Expertos, FMI, OCDE y el Banco de México repitieron la dosis. El crecimiento del país en el presente año será más bien bajo. Y la idea del 4% está totalmente olvidada. Hoy lo que se quiere es por lo menos, quedar por arriba del 2%. Algo que muchos consideran una vana esperanza. El panorama económico no es alentador.
En una jornada que coloca al gobierno federal contra la pared, todos los que pueden hacerlo, dejaron ver su pesimismo. Algunos con el intento por disimular la situación. Otros con toda la crudeza del caso. El horizonte económico para México no es lo que se planeó. Y las promesas es mejor olvidarlas.
El problema es que ocultó en todos los nuevos pronósticos, ahora se habla ya de una baja en la proyección para el 2017. Hasta el inicio de la semana, se tenía claro que habría una baja en el PIB calculado para el año próximo. Y que ello nos llevaría a un recorte en el presupuesto. Ahora, se añade el 2017. Y en pocas palabras, se nos avisa que todo el crecimiento que se prometió para el sexenio, habrá que cambiarlo por el arribo de la realidad.
La situación si embargo no es nueva. Se sabía desde que al finalizar marzo, los expertos presentaron los resultados económicos del primer trimestre para los Estados Unidos. El balance inicial mostraba un crecimiento de apenas el .2%. Pero al realizarse el conteo a fondo, lo que se encontró fue una contracción del 0.7%, lo que simplemente mostraba a las claras que el presente sería un mal año para México.
Después, quedó a la vista que la FED quería recuperar el terreno perdido. Y para ello se olvidó de mejorar la posición del dólar en el intento por dar impulso a la economía. Y dejó a México a un lado de toda proyección.
Así las cosas, la economía oficialmente, tendrá un crecimiento mediocre a lo largo del sexenio. Y es ahí en donde habrá que ubicar el señalamiento de Estados Unidos en torno al impacto de la
violencia en todo lo que es inversiones.
La parte importante sin embargo tiene que ver con el hecho de que todas las proyecciones indican que la economía no crecerá.
Y el nerviosismo en el sector financiero tiene que ligarse también, con los problemas políticos.
Por ello, habrá que pensar que parte de las razones del gobierno para detener la reforma educativa para dar gusto a la CENTE y a la CETEG tiene que ver con los riesgos económicos.
Es por demás sencillo entender que una ola de violencia en el país a la hora de las elecciones tendría impactos directos en diferentes campos.
Y uno de ellos sería el financiera.
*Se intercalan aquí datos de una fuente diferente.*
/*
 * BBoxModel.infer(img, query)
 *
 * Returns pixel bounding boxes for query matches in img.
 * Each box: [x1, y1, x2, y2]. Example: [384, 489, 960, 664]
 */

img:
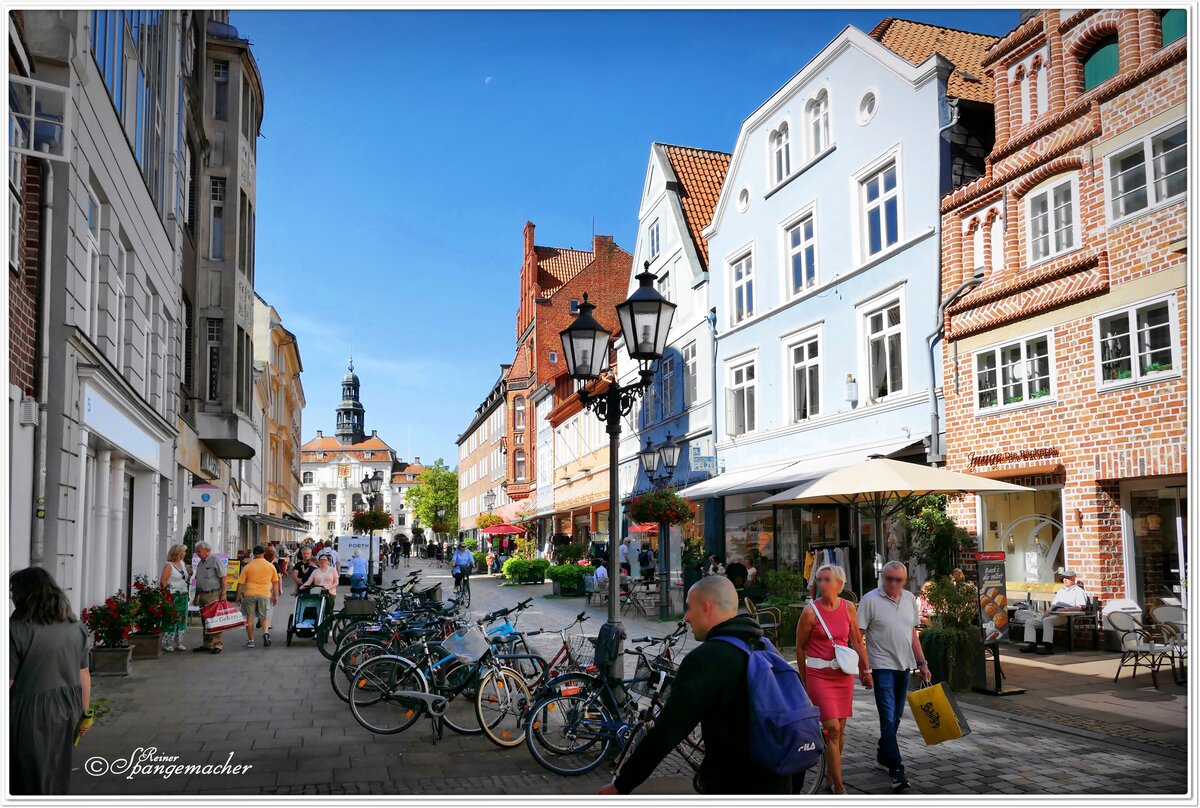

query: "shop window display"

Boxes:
[980, 487, 1067, 583]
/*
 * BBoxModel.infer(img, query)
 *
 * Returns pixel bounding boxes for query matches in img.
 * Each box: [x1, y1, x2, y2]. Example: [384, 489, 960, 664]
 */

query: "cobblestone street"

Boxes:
[72, 554, 1187, 795]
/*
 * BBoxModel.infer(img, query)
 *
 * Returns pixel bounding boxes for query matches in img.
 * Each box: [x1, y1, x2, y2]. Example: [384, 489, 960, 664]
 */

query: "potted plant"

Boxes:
[83, 592, 137, 676]
[546, 563, 590, 597]
[130, 575, 176, 659]
[625, 489, 692, 525]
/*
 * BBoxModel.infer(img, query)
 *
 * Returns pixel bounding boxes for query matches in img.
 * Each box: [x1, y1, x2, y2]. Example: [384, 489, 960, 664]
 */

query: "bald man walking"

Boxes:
[600, 575, 802, 794]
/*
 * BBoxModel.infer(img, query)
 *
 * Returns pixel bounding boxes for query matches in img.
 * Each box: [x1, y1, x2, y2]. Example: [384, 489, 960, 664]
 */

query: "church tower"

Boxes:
[337, 357, 366, 445]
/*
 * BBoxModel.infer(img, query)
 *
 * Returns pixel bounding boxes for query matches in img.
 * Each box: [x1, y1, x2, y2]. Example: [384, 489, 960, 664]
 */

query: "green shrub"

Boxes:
[920, 624, 979, 690]
[500, 558, 529, 581]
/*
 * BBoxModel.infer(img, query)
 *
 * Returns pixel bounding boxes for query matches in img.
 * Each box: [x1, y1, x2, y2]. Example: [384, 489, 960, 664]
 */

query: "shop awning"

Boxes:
[246, 514, 308, 532]
[679, 435, 924, 499]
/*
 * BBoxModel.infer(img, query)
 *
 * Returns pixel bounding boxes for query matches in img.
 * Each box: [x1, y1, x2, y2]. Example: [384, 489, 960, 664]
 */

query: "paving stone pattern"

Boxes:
[72, 562, 1187, 795]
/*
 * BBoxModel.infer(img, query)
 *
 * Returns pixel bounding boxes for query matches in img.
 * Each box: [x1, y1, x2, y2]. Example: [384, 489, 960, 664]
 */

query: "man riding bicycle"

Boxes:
[450, 541, 475, 589]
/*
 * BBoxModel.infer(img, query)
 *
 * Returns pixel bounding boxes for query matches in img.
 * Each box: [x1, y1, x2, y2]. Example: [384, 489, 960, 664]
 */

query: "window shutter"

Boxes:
[1084, 36, 1121, 92]
[1163, 8, 1188, 46]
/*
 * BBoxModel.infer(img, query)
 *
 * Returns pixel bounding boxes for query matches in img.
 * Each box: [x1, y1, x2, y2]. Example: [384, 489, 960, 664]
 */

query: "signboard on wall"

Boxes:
[976, 552, 1008, 644]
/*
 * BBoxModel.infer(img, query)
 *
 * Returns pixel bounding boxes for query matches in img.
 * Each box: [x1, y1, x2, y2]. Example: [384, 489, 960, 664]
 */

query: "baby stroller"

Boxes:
[287, 586, 325, 647]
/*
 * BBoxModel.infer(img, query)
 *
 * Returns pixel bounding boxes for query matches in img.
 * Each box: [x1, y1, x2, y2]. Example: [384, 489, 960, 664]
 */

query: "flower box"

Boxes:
[130, 632, 162, 659]
[88, 645, 133, 676]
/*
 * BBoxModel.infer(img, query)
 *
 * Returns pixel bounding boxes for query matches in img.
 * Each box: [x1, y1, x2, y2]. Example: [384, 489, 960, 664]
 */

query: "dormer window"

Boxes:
[770, 121, 792, 182]
[809, 90, 830, 157]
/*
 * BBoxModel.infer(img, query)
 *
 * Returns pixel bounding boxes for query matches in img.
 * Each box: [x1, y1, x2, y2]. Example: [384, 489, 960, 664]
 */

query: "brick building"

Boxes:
[504, 222, 634, 538]
[942, 8, 1188, 608]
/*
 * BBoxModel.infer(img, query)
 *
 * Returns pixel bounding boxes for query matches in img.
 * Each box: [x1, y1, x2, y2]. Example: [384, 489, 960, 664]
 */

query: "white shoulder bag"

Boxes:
[811, 600, 858, 676]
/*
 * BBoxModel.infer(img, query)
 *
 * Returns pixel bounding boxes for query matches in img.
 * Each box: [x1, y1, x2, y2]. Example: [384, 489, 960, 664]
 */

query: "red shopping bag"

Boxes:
[200, 600, 246, 634]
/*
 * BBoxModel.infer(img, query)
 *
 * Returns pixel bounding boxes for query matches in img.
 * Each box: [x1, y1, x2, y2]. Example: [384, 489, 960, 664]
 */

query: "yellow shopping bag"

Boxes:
[908, 682, 971, 746]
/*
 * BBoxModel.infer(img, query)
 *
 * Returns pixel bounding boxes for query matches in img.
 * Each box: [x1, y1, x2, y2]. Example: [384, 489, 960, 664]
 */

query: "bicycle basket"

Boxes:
[629, 657, 674, 699]
[442, 629, 491, 663]
[566, 634, 596, 668]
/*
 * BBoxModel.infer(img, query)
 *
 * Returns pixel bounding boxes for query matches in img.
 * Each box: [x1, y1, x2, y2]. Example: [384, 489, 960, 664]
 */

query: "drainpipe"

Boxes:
[29, 157, 54, 567]
[925, 98, 983, 465]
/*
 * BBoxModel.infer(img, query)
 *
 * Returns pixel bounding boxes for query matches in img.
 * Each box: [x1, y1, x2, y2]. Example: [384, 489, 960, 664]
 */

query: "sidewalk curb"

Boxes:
[959, 701, 1188, 760]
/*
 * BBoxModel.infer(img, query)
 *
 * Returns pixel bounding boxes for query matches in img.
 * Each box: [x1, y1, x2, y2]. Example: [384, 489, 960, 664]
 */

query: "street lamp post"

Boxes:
[637, 432, 682, 620]
[559, 262, 676, 677]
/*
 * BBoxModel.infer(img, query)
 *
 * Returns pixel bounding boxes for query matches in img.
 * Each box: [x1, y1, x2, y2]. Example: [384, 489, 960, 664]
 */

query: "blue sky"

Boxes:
[232, 10, 1018, 466]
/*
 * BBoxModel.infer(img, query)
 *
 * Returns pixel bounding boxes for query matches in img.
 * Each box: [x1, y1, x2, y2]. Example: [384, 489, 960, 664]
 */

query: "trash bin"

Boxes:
[1102, 598, 1141, 651]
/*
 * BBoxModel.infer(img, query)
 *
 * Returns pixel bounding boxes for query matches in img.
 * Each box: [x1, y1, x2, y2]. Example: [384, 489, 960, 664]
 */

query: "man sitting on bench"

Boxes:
[1016, 570, 1087, 656]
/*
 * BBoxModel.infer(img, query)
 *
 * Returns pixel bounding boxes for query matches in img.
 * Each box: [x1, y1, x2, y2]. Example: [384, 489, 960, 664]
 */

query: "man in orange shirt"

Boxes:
[238, 544, 281, 648]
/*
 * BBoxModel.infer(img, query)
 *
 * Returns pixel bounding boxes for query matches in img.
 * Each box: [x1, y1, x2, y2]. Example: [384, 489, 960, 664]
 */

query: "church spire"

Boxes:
[337, 354, 366, 445]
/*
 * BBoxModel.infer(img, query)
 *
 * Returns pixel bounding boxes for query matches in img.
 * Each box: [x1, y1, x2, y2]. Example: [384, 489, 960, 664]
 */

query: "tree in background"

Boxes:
[404, 457, 458, 533]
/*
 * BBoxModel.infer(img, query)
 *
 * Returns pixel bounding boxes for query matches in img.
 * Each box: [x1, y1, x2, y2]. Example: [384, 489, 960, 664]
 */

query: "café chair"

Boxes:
[1109, 611, 1178, 689]
[744, 598, 784, 646]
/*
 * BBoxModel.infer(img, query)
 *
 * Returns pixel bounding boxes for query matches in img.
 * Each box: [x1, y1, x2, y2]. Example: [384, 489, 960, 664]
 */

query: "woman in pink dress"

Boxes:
[796, 564, 871, 794]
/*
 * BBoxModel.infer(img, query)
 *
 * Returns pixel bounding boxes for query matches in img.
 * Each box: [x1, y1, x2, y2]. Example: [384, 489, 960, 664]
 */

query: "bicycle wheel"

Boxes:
[350, 656, 430, 735]
[526, 690, 616, 777]
[475, 668, 533, 749]
[433, 663, 484, 735]
[329, 640, 388, 704]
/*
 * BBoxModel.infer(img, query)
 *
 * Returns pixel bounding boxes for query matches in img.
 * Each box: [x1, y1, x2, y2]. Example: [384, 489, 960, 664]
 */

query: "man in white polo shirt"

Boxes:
[858, 561, 930, 791]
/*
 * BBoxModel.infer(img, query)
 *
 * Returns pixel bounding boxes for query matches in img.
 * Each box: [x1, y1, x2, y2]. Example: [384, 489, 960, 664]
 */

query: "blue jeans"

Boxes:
[871, 670, 908, 774]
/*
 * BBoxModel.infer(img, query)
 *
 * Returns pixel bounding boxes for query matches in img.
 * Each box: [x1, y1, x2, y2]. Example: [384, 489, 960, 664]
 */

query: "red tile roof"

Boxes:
[300, 436, 394, 463]
[870, 17, 1000, 103]
[534, 246, 593, 296]
[662, 143, 732, 269]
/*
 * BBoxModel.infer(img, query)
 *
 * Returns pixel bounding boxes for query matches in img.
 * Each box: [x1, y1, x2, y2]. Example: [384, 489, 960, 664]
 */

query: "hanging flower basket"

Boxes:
[350, 510, 391, 533]
[625, 489, 694, 525]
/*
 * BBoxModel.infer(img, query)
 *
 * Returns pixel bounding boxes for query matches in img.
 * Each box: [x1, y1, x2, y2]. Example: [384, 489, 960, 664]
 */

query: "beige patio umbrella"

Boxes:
[757, 456, 1032, 583]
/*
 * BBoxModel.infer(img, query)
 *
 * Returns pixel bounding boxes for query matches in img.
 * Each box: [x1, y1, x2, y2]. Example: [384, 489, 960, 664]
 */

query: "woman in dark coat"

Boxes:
[8, 567, 91, 794]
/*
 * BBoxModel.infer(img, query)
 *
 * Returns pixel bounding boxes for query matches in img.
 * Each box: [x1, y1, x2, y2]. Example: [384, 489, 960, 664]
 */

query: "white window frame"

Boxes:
[654, 269, 674, 300]
[728, 247, 755, 325]
[83, 187, 104, 342]
[851, 144, 905, 265]
[1021, 173, 1082, 267]
[781, 325, 826, 424]
[109, 239, 132, 367]
[854, 285, 912, 402]
[8, 73, 74, 162]
[971, 329, 1058, 415]
[804, 86, 833, 160]
[1092, 292, 1183, 390]
[659, 357, 679, 419]
[725, 354, 758, 438]
[679, 340, 700, 409]
[1104, 120, 1188, 225]
[767, 119, 792, 186]
[780, 202, 821, 300]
Y una caída abrupta en inversiones y una salida de capitales inesperada provocaría bajas en todos los indicadores. Y quebraría seriamente, todo el esquema oficial para hacer frente a la crisis.
Así, la debilidad del gobierno tendría que ver con la fragilidad del momento financiero. Y por ello se decidió pagar el costo político del ridículo ante la ciudadanía a causa del abandono de la reforma más importante, antes que dar paso al riesgo de una crisis financiera.
La razón no parece descabellada. Y menos si se considera que el costo político para el gobierno de Enrique Peña Nieto ha sido más que elevado.
Al momento en el que el gobierno decidió violentar la ley y traicionarse a sí mismo al detener la evaluación magisterial, debe entender que el riesgo del otro lado tendría que ser muy grande.
Y pocas cosas tan importantes para el gobierno en cualquier momento, como el evitar una crisis financiera.
El aviso de la baja en las proyecciones económicos para este año y los dos siguientes, es sí, una mala noticia, muy mala noticia, pero también una posible explicación de qué es lo que ha sucedido.
Y claro está, avisa que la debilidad del gobierno es muy real. Con todo lo que ello significa.